Exsiccatae — a herbarium of everything you've seen.
Photograph a bird — or listen for its song — and Exsiccatae names it entirely on your phone, then mounts it on the page like a pressed specimen. See a species once and it's a graphite ghost; see it again and again and it fills with watercolour.

Five ways Exsiccatae turns a walk into a collection — all on your phone.
A photo is identified by an on-device model that reranks by what's plausibly nearby. A continuous listening session picks out birdsong from the microphone in real time — and the birds it hears settle onto the page as you listen. Nothing is uploaded; it works offline.

First sighting: a pencil underdrawing. By the fourth: a full watercolour plate. The living collage grows with your collection and rewards return — the birds you know best glow brightest. Pinch to lean in over the sheet.

See the species actually recorded around you as pencil-ghost plates — the specimens waiting to be found. Each resolves into full watercolour the moment you press it into your journal.

Start a timed, located outing — stationary, traveling, or incidental — matching eBird's own protocols, with optional GPS distance for walking counts. Then donate it: export the outing in eBird Record Format and upload it yourself to the Cornell Lab of Ornithology.

Every species joins your life list, searchable and sortable, each a specimen row with its own watercolour. Correct a finding, attach your own photos and recordings, or share a bird as a pressed specimen card.

Exsiccatae speaks eBird. Any outing exports as a standard eBird checklist you upload yourself to the Cornell Lab of Ornithology — joining the Macaulay Library and eBird, the same dataset that trains birdsong models.
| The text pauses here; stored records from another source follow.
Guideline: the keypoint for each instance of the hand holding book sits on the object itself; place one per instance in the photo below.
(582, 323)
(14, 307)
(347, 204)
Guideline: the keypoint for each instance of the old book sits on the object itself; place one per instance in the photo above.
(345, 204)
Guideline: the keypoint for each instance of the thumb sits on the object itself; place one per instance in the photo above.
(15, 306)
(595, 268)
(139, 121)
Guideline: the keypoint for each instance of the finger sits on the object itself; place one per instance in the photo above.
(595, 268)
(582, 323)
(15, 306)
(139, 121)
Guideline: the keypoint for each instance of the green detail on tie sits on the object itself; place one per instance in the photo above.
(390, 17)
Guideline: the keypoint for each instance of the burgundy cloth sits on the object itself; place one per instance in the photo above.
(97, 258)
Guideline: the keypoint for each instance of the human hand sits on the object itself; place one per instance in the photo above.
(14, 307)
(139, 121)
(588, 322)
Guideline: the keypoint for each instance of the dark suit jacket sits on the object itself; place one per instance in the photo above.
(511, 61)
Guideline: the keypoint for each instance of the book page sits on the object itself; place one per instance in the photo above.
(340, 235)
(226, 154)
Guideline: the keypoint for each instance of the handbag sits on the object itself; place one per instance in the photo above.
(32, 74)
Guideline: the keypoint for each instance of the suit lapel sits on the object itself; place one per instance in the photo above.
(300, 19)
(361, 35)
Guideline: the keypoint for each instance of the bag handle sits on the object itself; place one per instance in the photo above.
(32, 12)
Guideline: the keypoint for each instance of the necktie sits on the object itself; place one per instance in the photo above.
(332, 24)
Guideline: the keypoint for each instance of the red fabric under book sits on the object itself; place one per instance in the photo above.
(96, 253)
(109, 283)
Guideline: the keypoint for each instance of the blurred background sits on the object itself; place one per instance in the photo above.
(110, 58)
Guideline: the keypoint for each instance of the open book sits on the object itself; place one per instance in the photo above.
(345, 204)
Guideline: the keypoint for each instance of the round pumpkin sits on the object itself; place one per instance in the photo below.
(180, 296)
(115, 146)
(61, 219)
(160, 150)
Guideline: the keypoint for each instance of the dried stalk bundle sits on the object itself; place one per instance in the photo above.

You always review it first; the app never submits on your behalf.
Stationary point counts, traveling transects, and incidental notes — with duration, distance, and complete-checklist flags real ornithology needs.
A bird's position is estimated from your bearing and distance, carried with a genuine uncertainty circle — never a false pinpoint.
Names, taxonomy, and “expected nearby” come from the Global Biodiversity Information Facility, cached and attributed.
Photos and audio are identified entirely on your device and never uploaded. Your sightings, locations, recordings, life list, and journal live only on your iPhone — no account, no cloud copy. The only things that leave the phone are anonymous name look-ups and a coarse (≈11 km) location for “expected nearby.” No tracking, no analytics, no ads. Read the privacy policy →
A portfolio project, built solo end to end. A native SwiftUI + SwiftData app; on-device Core ML for both photo and birdsong identification (the audio model runs BirdNET converted to Core ML by replacing its FFT front-end with an equivalent cosine matmul); a pure-Swift domain core with a real test suite — the geodesy, taxonomy, and the frequency-weighted collage algorithm; and a single dependency-free Cloudflare Worker + D1 + R2 backend serving a cached, attributed GBIF facade and generating the watercolour plates. This page is a lens on that work.